I have seen mentions in other places to a -regserver
argument to cscript or wscript - but can't find any info that precisely defines what this option does or really clarifies when you'd want/need to use it.
Even the built-in help does not mention it:
λ cscript /?
Microsoft (R) Windows Script Host Version 5.8
Copyright (C) Microsoft Corporation. All rights reserved.
Usage: CScript scriptname.extension [option...] [arguments...]
Options:
//B Batch mode: Suppresses script errors and prompts from displaying
//D Enable Active Debugging
//E:engine Use engine for executing script
//H:CScript Changes the default script host to CScript.exe
//H:WScript Changes the default script host to WScript.exe (default)
//I Interactive mode (default, opposite of //B)
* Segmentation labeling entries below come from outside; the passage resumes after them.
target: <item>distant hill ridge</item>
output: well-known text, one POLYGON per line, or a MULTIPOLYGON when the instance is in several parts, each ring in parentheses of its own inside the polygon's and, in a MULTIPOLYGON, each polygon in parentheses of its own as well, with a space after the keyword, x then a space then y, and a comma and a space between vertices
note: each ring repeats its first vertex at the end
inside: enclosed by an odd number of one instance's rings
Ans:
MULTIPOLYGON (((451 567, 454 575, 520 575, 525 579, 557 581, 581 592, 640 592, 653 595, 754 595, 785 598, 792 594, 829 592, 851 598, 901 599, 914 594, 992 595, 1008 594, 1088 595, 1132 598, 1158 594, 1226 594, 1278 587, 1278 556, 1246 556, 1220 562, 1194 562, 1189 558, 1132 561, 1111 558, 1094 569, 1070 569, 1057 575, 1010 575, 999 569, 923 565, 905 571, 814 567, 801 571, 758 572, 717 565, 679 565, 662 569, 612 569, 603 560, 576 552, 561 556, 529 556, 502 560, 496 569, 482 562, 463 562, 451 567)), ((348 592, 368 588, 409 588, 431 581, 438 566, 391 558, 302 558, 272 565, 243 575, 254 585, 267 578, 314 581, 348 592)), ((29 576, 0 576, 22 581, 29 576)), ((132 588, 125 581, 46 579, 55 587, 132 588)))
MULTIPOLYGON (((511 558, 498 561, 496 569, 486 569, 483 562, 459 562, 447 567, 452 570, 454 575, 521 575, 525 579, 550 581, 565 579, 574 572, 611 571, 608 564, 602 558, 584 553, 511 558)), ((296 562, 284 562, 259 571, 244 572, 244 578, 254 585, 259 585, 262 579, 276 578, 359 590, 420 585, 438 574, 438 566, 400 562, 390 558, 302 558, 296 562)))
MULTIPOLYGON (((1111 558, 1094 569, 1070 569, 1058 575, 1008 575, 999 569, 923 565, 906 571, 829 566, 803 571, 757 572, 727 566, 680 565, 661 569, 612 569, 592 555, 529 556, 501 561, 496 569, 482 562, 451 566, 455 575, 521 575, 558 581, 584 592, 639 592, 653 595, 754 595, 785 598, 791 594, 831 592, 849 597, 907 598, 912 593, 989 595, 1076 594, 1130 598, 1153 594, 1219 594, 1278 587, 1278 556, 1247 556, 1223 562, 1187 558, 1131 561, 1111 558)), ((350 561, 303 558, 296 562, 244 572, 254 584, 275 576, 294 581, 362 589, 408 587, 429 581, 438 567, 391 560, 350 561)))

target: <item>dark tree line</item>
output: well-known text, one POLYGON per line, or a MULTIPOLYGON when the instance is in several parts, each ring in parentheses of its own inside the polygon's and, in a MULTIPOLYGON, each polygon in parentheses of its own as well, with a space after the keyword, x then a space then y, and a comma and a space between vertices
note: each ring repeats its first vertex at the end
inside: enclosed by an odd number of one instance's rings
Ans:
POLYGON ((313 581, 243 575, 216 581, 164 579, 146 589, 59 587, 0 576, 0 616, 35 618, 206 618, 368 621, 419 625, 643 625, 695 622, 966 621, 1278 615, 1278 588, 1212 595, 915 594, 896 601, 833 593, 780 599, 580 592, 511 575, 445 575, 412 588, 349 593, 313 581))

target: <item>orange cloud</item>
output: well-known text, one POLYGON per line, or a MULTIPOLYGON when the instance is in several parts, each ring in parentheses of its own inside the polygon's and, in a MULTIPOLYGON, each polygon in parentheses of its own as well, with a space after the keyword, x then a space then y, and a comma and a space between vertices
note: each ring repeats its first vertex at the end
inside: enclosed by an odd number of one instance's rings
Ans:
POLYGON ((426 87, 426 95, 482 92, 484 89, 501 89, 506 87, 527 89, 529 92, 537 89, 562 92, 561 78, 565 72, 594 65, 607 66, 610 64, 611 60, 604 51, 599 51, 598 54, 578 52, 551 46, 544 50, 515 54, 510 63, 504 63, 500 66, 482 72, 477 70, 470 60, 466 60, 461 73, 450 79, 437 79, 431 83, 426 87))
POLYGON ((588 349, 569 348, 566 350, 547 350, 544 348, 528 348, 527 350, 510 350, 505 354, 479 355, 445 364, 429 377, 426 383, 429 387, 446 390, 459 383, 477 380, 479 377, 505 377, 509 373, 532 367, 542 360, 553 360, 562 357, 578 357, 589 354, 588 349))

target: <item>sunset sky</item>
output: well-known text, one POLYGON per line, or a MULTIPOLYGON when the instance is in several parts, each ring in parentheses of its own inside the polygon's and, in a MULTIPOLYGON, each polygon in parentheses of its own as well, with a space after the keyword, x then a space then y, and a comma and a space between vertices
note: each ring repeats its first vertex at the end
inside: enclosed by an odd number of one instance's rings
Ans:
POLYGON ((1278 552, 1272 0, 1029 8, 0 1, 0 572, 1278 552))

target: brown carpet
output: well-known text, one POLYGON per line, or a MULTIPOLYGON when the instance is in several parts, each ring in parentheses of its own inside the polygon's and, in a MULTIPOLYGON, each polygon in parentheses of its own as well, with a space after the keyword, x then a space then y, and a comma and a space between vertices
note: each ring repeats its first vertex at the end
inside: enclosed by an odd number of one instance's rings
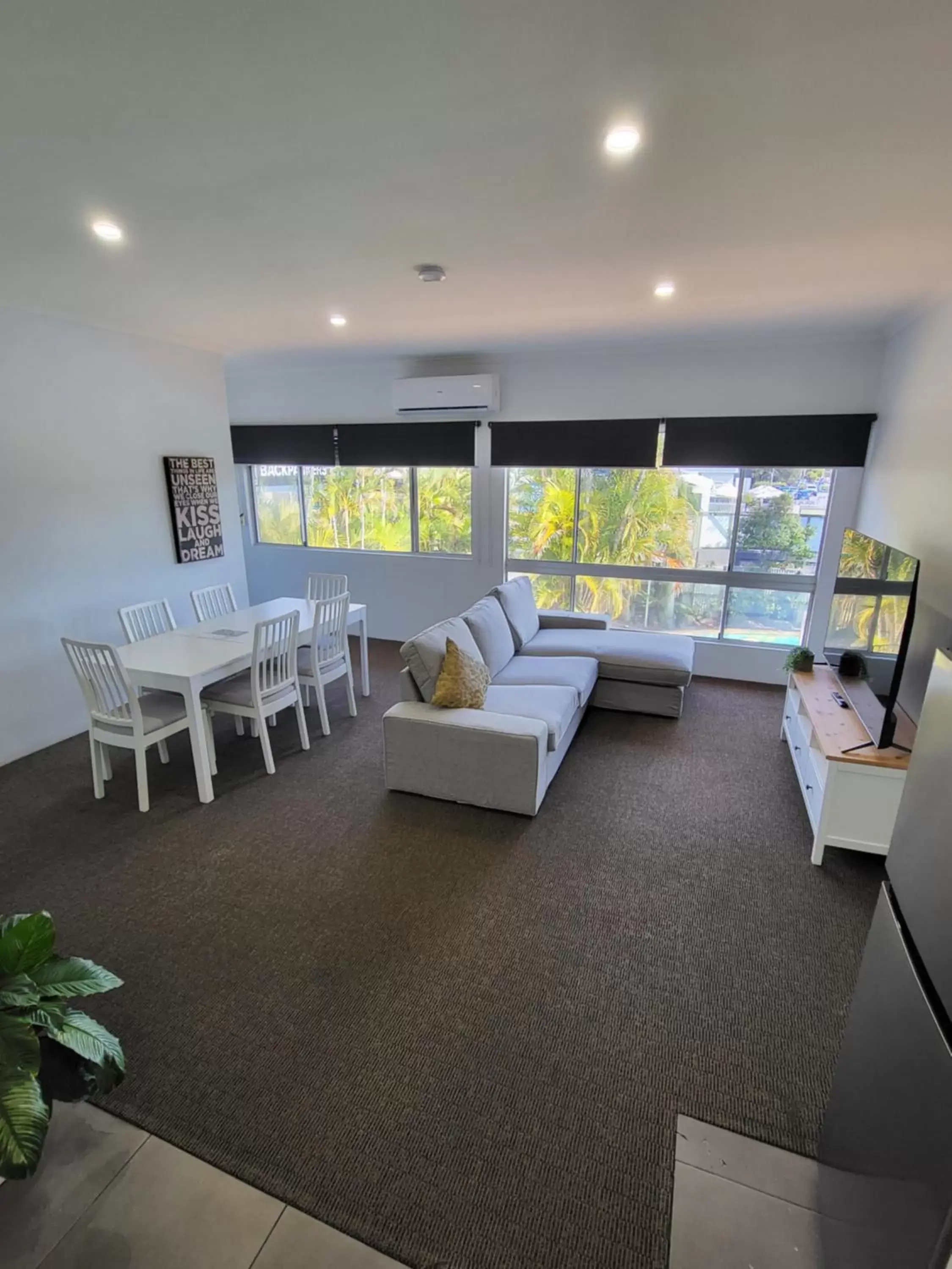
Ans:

//Job:xxxx Execute a WSF job
//Logo Display logo (default)
//Nologo Prevent logo display: No banner will be shown at execution time
//S Save current command line options for this user
//T:nn Time out in seconds: Maximum time a script is permitted to run
//X Execute script in debugger
//U Use Unicode for redirected I/O from the console
and nor does Microsoft's documentation.
Note - I gather from some of the external articles I linked to that this option can be used to recover from some bugs in Windows XP and maybe also Vista. But that doesn't actually explain what this option DOES or why it exists. I don't think Microsoft added it after the fact as a FIX, but rather people could take advantage of it to address whatever those problems were in XP/Vista.
EDIT: Just because two questions have same/similar answers does not make them duplicates. The same information can answer multiple different questions. The question referred to as a potential duplicate doesn't have anything to do with the scripting executables. The value of THIS question is that someone using those tools can actually search and find an answer. They will not readily find the other one (as I did not when extensively searching/Googling before I posted this).